Crude oil futures (search) prices rose slightly Tuesday on concerns about the forthcoming Iraqi elections, terrorist threats to Middle East oil installations, Sunday's OPEC meeting and a potential oil-worker strike in Nigeria.

Light sweet crude for March delivery was up 5 cents at $48.86 a barrel during afternoon electronic trading in Europe in advance of the opening on the New York Mercantile Exchange (search). Heating oil for February delivery rose less than a cent to $1.4073 per gallon.

In London, Brent for March delivery was 2 cents higher at $46.03 a barrel on the International Petroleum Exchange.

Analysts said the cold spell in the U.S. Northeast was having a mixed effect on markets.

While the snowstorm has increased demand for heating oil, the freeze on transportation networks has weakened demand for transportation fuels — producing a "counter-effect" on pricing, said Esa Ramasamy of Platts, an energy reporting agency.

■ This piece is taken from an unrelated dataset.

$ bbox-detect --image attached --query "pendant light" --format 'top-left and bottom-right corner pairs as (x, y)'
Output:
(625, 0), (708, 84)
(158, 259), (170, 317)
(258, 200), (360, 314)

In Nigeria, oil unions said they would meet with Labor Ministry officials Tuesday in an effort to avert a strike in and around the southern Niger Delta oil hub of Port Harcourt after two executives from Malaysian-owned drilling firm WASCO ignored the unions' ultimatum demanding they leave the country. The managers are blamed for cutting workers' benefits.

Nigeria, an OPEC (search) member, is Africa's top oil exporter and the fifth largest supplier of crude to the United States. The threatened strike risks cutting off over 500,000 barrels per day of the country's 2.5 million barrels per day output.

OPEC ministers are scheduled to meet Jan. 30 to discuss whether additional production cuts may be necessary. Some members have suggested, however, that the current high prices might mean that the group may not cut output quotas, easing the market slightly.

Kuwait believes OPEC should maintain its oil production ceiling of 27 million barrels a day, the country's oil minister, Sheik Ahmed Fahd Al Ahmed Al Sabah said Tuesday. Sheik Ahmed, who currently holds the OPEC presidency, emphasized he was speaking in his capacity as oil minister of Kuwait.

Iranian oil minister Bijan Zanganeh said Monday that OPEC preferred to keep the price of its reference crude basket — last valued at $41.63 a barrel — below $40.

OPEC agreed in December last year to cut production by 1 million barrels a day starting this month to bring output closer to 27 million barrels a day. The group is eager to avoid an excessive stock build during the second quarter, when demand ebbs after the northern winter.